= Motion Raceway =

Dragstrip in Christian County, Illinois

Motion Raceway is a dragstrip that operated from 1970 until 1983. It was located in Assumption Township approximately 3 miles north of Assumption, Illinois, in Christian County, Illinois and 1.1 miles west of U.S. Route 51.

==History==
John Jones owned and operated Motion Raceway from its very beginnings. Operating from 1970 until its demise in 1983, The track was originally a quarter-mile strip but moved to a 1,000-ft configuration when its 3,000-ft total length became insufficient. Motion Raceway hosted both NHRA and IHRA National Events, and drew nationally known names such as Don Garlits and Shirley Muldowney.

After the 1983 season, the track was closed, the stands were removed, as was the fuel island. The Hemi-powered in-ground starter for the cars was removed, and filled in. Later, Motion's tower was moved a short distance north to Macon Speedway, in Macon, Illinois.

Several rumors circulated over the years as to the reason for the track's demise. Arguably the most popular was that the owner was robbed of the purse money at gunpoint. There were also rumors almost every year since the track's closing, that it would be re-opening the following year, or later in the year.

==Today==
For several years (up until 2008), the track itself had been used for grain storage by Moweaqua Farmer's Co-Op. They would lay the grain on the track, and cover it with tarps until it could be moved into the elevator. The town of Moweaqua, in Shelby County, Illinois is approximately 5 miles north of Motion Raceway.

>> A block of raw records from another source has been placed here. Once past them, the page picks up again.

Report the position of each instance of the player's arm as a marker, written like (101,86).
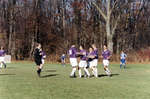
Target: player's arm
(91,56)
(109,56)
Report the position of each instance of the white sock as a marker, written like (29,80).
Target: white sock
(87,72)
(80,74)
(73,71)
(108,70)
(96,72)
(93,71)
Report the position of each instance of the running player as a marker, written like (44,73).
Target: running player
(2,57)
(63,58)
(95,60)
(91,57)
(38,58)
(106,56)
(43,57)
(73,60)
(123,57)
(83,62)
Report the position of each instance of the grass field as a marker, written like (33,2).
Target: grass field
(20,81)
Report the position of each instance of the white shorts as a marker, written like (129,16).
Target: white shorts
(82,63)
(105,62)
(73,62)
(1,59)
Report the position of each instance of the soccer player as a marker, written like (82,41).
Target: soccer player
(95,60)
(38,58)
(91,56)
(2,56)
(106,56)
(43,56)
(123,57)
(63,58)
(73,60)
(83,62)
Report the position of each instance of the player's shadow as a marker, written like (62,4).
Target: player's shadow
(7,74)
(104,75)
(50,75)
(50,71)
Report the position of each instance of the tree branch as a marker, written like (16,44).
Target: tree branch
(100,11)
(115,25)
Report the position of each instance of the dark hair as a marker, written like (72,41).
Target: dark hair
(37,44)
(82,46)
(105,45)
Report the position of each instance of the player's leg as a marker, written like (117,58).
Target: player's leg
(124,64)
(4,64)
(120,64)
(85,69)
(106,64)
(73,71)
(95,67)
(38,63)
(74,64)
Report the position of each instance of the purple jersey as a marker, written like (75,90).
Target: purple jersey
(43,55)
(96,53)
(72,52)
(84,54)
(106,54)
(91,54)
(2,53)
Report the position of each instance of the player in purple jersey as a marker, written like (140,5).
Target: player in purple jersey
(83,62)
(43,57)
(95,60)
(73,60)
(2,56)
(106,56)
(38,58)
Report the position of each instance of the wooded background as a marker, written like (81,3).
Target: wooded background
(56,24)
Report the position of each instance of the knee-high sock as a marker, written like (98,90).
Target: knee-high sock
(80,74)
(4,64)
(96,72)
(73,71)
(86,71)
(93,71)
(106,72)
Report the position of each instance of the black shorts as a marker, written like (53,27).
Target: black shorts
(38,62)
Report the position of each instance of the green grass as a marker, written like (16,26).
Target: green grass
(20,81)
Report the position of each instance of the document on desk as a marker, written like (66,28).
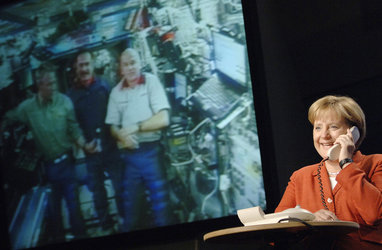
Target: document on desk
(256,216)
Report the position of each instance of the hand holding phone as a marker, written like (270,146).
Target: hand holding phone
(334,152)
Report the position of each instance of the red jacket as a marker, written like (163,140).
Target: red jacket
(356,197)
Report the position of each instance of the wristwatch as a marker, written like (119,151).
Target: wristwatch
(344,161)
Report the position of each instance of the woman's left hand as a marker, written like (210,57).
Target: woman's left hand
(324,215)
(347,145)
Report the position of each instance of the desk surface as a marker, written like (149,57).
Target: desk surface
(270,232)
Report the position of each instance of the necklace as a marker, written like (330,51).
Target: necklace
(334,173)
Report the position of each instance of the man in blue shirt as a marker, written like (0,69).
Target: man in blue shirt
(90,97)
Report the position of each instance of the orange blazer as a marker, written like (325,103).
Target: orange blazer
(356,197)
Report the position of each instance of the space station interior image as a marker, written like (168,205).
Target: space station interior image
(208,153)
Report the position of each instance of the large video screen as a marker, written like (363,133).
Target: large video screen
(119,116)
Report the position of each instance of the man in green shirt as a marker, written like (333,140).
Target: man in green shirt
(51,119)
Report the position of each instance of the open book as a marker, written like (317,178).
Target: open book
(256,216)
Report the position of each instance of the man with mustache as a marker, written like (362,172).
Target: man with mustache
(90,96)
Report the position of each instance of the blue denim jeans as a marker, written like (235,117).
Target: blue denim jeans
(61,179)
(142,166)
(95,181)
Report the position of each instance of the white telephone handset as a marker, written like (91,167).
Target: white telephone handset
(334,152)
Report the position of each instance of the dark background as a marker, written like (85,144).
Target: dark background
(302,50)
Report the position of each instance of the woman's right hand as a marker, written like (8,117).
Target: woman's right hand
(325,215)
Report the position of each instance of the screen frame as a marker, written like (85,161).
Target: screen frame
(195,230)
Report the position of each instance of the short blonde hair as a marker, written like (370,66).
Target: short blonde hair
(345,107)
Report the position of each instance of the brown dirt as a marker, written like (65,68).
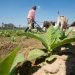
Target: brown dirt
(63,65)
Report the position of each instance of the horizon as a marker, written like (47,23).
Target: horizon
(15,11)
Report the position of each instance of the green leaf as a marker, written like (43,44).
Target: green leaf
(34,54)
(51,58)
(6,63)
(19,58)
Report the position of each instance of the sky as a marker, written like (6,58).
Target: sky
(15,11)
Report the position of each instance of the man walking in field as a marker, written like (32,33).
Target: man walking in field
(31,18)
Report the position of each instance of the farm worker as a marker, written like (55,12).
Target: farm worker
(31,18)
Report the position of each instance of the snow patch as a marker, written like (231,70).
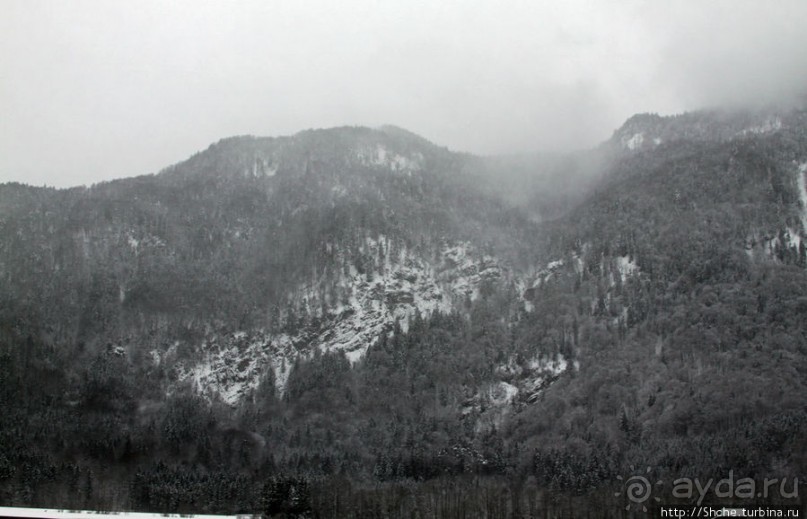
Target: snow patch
(633,142)
(801,181)
(384,293)
(626,266)
(769,126)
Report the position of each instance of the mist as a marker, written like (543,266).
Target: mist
(94,90)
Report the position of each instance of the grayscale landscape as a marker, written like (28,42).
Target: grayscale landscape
(472,259)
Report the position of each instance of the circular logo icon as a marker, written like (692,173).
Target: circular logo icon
(638,490)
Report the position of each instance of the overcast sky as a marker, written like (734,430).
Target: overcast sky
(101,89)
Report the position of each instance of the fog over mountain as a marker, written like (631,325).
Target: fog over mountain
(93,90)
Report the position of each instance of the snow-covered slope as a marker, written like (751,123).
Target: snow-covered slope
(230,366)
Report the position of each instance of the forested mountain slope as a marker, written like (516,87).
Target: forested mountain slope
(353,306)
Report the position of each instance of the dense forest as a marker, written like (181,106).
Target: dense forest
(643,308)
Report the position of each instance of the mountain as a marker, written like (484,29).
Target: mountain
(278,321)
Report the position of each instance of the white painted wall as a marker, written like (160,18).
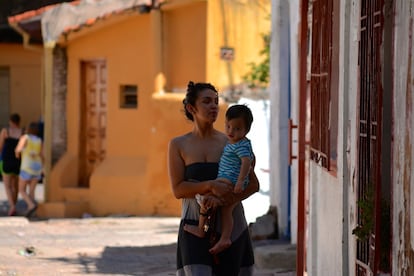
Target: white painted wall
(403,149)
(279,107)
(332,198)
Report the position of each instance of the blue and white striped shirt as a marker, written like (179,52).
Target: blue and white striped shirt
(230,161)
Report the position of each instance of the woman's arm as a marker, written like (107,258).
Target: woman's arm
(2,138)
(188,189)
(20,146)
(252,188)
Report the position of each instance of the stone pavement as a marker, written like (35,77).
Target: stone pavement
(94,246)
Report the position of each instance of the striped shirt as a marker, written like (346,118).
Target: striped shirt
(230,161)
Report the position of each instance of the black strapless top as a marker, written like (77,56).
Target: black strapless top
(201,171)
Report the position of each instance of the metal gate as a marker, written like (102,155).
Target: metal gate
(370,127)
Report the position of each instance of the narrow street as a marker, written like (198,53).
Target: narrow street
(90,246)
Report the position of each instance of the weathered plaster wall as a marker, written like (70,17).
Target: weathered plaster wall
(403,150)
(25,81)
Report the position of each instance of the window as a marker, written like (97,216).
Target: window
(129,96)
(324,83)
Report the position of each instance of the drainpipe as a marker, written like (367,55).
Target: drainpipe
(157,33)
(301,250)
(48,84)
(226,44)
(279,96)
(25,36)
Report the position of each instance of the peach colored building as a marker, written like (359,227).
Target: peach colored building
(115,74)
(20,83)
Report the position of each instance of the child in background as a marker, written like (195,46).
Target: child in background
(30,150)
(234,168)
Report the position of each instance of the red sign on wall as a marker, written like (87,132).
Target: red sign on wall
(227,53)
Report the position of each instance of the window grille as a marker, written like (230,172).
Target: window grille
(370,102)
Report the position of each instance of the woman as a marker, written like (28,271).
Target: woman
(193,165)
(30,150)
(9,137)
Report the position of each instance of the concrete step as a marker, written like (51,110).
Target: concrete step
(60,209)
(75,194)
(275,254)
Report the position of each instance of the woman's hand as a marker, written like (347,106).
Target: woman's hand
(220,188)
(211,202)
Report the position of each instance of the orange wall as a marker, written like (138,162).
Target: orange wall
(184,35)
(25,80)
(133,177)
(241,26)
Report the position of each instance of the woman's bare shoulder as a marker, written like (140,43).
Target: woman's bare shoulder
(179,140)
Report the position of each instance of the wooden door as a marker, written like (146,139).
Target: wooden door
(93,118)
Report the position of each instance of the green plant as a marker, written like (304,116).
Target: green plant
(258,75)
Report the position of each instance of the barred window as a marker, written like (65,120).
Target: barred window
(324,83)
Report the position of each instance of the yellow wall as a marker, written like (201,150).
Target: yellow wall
(133,177)
(25,81)
(240,24)
(184,38)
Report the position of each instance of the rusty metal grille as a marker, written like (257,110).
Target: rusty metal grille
(321,59)
(371,27)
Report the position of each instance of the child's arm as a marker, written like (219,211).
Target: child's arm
(3,135)
(244,171)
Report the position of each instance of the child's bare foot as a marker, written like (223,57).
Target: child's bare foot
(194,230)
(221,245)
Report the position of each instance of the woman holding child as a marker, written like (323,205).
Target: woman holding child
(193,160)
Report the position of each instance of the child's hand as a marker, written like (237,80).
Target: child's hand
(238,188)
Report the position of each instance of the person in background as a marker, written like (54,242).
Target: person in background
(30,150)
(234,168)
(193,160)
(9,137)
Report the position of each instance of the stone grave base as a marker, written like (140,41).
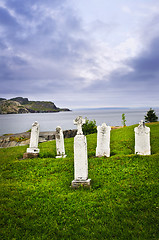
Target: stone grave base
(79,183)
(30,155)
(63,156)
(33,150)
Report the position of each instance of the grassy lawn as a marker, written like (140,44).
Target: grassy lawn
(123,202)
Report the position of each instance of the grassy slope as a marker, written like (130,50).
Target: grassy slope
(123,202)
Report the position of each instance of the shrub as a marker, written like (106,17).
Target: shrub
(89,127)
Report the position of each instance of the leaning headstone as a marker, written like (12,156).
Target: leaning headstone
(103,141)
(60,148)
(142,139)
(80,157)
(33,150)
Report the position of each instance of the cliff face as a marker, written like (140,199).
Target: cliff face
(23,105)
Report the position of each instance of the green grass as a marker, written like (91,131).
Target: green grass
(123,202)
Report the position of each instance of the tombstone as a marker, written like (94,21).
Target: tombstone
(103,141)
(80,157)
(33,150)
(60,148)
(142,139)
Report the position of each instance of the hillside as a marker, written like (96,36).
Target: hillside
(23,105)
(38,203)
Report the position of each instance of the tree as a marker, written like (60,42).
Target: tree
(151,116)
(89,127)
(123,120)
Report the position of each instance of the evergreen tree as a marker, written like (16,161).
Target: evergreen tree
(151,116)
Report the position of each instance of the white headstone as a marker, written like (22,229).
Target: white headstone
(34,138)
(103,141)
(60,148)
(80,156)
(79,122)
(142,139)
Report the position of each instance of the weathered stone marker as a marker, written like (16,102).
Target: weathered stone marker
(80,157)
(33,150)
(60,148)
(103,141)
(142,139)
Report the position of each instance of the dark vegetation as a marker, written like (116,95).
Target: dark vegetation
(23,105)
(123,202)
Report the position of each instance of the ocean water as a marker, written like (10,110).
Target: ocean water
(17,123)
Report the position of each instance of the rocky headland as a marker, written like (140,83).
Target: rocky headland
(23,105)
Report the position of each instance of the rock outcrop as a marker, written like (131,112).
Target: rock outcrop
(23,105)
(22,139)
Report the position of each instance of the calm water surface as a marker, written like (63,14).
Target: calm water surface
(16,123)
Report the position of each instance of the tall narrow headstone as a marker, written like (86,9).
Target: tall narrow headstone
(80,156)
(103,141)
(60,148)
(34,138)
(142,139)
(33,150)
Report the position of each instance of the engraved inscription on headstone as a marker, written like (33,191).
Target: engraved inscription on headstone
(103,141)
(142,139)
(60,148)
(34,138)
(80,157)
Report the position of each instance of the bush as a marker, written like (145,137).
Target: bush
(89,127)
(151,116)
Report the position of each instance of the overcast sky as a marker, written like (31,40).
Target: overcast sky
(86,53)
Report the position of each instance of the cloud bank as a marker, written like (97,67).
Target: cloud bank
(49,50)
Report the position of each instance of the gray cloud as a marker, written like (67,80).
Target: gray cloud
(45,50)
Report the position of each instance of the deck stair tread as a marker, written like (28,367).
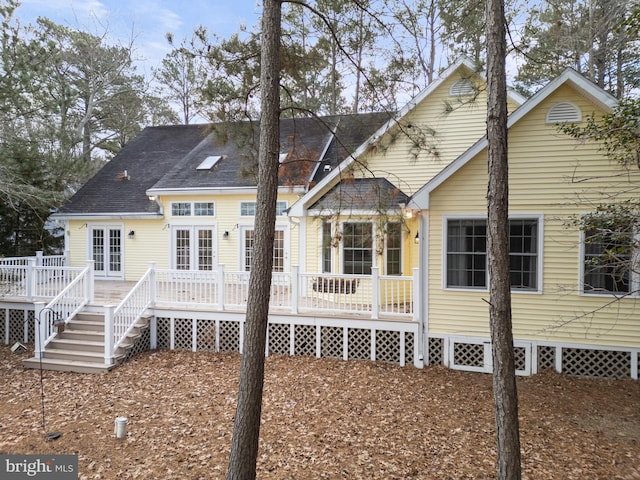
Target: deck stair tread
(79,346)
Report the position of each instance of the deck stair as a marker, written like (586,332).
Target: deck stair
(80,346)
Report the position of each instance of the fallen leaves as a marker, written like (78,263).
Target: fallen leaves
(322,419)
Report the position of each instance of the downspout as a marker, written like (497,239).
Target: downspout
(423,265)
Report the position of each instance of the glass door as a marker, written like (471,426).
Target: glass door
(106,250)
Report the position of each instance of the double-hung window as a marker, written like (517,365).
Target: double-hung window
(357,248)
(607,261)
(466,253)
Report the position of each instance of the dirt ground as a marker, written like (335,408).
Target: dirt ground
(322,419)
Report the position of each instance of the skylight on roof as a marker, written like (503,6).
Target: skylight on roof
(209,162)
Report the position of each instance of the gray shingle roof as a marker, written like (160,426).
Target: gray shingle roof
(145,159)
(370,194)
(166,158)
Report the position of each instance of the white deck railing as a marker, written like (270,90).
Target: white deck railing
(33,277)
(64,306)
(120,320)
(370,295)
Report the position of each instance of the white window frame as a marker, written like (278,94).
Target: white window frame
(280,226)
(540,256)
(192,209)
(281,206)
(374,256)
(634,280)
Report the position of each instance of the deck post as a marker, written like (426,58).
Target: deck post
(295,282)
(153,333)
(152,284)
(109,311)
(90,285)
(375,292)
(31,278)
(40,330)
(221,287)
(417,299)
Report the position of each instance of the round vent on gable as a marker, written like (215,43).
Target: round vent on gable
(564,112)
(462,86)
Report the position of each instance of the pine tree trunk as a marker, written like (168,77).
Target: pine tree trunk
(504,380)
(246,432)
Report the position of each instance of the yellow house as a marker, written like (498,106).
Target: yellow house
(356,219)
(566,314)
(380,247)
(184,197)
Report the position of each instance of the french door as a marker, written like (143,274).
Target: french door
(106,250)
(193,247)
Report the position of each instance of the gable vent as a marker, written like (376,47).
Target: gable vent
(564,112)
(461,87)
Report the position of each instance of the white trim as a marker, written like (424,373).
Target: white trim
(106,273)
(191,191)
(634,281)
(539,217)
(420,200)
(105,217)
(193,229)
(327,212)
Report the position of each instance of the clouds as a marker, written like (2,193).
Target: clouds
(145,22)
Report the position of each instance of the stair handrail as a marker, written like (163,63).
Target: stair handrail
(62,308)
(121,320)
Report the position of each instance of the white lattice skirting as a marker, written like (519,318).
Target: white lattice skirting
(393,342)
(474,354)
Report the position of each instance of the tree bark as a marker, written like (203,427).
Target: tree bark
(246,432)
(504,380)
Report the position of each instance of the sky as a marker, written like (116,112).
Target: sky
(147,21)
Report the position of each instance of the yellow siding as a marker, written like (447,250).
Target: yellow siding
(458,122)
(544,166)
(314,246)
(152,240)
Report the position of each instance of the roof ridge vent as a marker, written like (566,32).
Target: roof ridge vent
(564,112)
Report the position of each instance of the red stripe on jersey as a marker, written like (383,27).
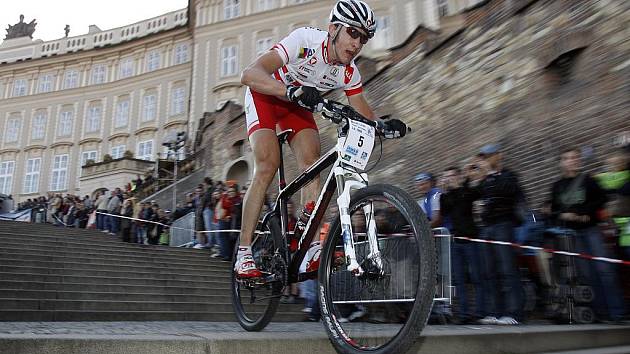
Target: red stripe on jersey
(279,45)
(355,91)
(325,50)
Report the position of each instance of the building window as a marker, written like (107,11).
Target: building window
(19,87)
(149,104)
(177,101)
(231,9)
(265,5)
(442,8)
(153,60)
(88,155)
(59,176)
(31,177)
(126,68)
(70,79)
(93,119)
(229,61)
(181,53)
(98,74)
(145,150)
(382,39)
(45,83)
(6,176)
(263,45)
(122,114)
(65,124)
(118,151)
(12,131)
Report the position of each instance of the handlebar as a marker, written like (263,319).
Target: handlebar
(337,112)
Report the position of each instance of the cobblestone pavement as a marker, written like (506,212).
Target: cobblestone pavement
(143,328)
(181,328)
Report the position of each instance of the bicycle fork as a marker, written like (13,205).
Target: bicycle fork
(346,182)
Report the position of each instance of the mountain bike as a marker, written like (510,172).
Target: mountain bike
(376,277)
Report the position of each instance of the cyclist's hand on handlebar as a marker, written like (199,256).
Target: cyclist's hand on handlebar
(392,128)
(306,97)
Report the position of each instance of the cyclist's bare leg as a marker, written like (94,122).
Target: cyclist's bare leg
(266,151)
(306,148)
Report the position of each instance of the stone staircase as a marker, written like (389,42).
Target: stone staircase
(50,273)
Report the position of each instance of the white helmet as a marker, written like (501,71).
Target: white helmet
(355,13)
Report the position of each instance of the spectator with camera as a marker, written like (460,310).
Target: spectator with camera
(576,200)
(457,205)
(500,192)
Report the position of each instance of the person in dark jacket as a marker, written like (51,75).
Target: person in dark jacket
(500,192)
(125,224)
(576,200)
(457,205)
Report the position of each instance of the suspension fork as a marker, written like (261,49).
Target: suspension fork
(346,182)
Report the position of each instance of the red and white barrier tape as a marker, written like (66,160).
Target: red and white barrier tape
(547,250)
(503,243)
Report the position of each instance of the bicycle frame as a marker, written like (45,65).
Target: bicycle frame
(343,179)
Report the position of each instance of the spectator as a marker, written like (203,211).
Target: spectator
(430,201)
(153,231)
(201,237)
(500,192)
(87,202)
(457,204)
(113,208)
(141,227)
(101,207)
(575,202)
(125,224)
(616,182)
(81,215)
(224,216)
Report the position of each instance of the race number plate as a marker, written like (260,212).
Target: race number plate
(358,145)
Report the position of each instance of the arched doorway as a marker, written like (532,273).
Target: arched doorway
(239,172)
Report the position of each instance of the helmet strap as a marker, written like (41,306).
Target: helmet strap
(333,42)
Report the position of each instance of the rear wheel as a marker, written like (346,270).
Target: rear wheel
(255,301)
(384,309)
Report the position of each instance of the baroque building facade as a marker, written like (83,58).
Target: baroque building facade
(66,101)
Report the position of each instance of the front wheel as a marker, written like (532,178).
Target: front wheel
(384,309)
(255,301)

Plans had been in place for Motion Raceway to be re-opened. May 3, 2008, was to see racing return to Motion Raceway. Greg Clayton of New Covenant Performance, who was to be in charge of the racing, posted on his website a statement that plans had fallen through. He had secured insurance, but both policy submissions were rejected by the owners of the property. It was also stated that people had entered the property at night, and had caused damage to the property.